The European Down Syndrome Association (EDSA) is a non-profit organization supporting and representing people with Down syndrome across Europe.
EDSA adopts, defends and promotes of the following values:
1. Dignity: the recognition of an individual’s intrinsic value as a person, irrespective of sex, race, origin, genetic features, language, religion or belief, political or any other opinion, membership of a national minority, property, birth, disability, age or sexual orientation.
2. Inclusion. The disability is not in the person but in the relations between the person and his or her environment. Inclusion, which is understood as full social acceptance of the individual with Down syndrome in the community, is the only way for his/her effective social integration and recognition of his/her rights as a citizen.
3. Normalisation. Normalisation is the acknowledgment of the right of each individual to a life as normal as possible, which should not differ from anyone else, notwithstanding the right to the support, necessary to meet individual needs. The consequences should be integration in the community, individual adaptation of services and education towards autonomy.
4. Autonomy. Education and rehabilitation should be directed towards fully developing the potentials of the person with Down syndrome in order to reach a maximum degree of autonomy and the full enjoyment of rights.

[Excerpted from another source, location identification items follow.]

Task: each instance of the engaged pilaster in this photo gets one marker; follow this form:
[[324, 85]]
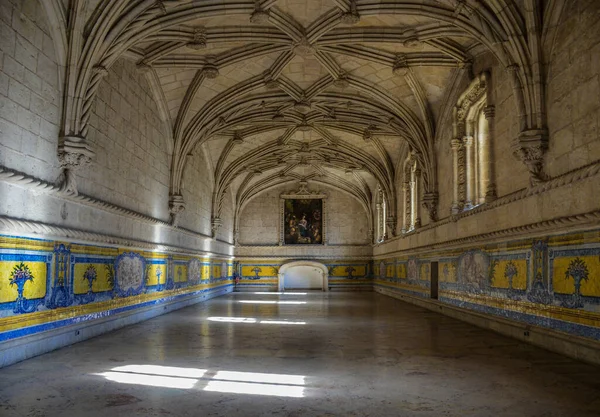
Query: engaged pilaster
[[459, 175], [176, 207]]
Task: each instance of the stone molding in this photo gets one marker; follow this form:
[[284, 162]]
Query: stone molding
[[21, 227], [591, 218], [567, 178], [27, 181]]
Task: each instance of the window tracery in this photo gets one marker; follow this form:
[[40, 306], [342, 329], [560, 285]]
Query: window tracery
[[472, 147], [411, 189]]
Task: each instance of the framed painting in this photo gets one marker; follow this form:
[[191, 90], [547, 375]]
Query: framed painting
[[303, 218]]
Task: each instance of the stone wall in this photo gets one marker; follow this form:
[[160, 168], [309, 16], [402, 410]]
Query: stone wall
[[197, 189], [131, 167], [347, 221], [573, 71], [30, 96]]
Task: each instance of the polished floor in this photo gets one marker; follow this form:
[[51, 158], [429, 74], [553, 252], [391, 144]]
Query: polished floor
[[314, 354]]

5. Self-determination. The ultimate consequence of autonomy is self- determination, i.d. the right to decide on one’s own life. This is intrinsically related to the enjoyment of quality of life. This right transcends the person’s disability and the support of individual needs which should be guaranteed; it should be reinforced in all areas of life.
6. Quality of life. The quality of life of persons with Down syndrome and their families is the point of reference in all actions and areas.
7. Individualisation and specificity. Persons with Down syndrome have the right to receive support according to their needs, their individual characteristics and to the medical, educational and social problems related to the syndrome.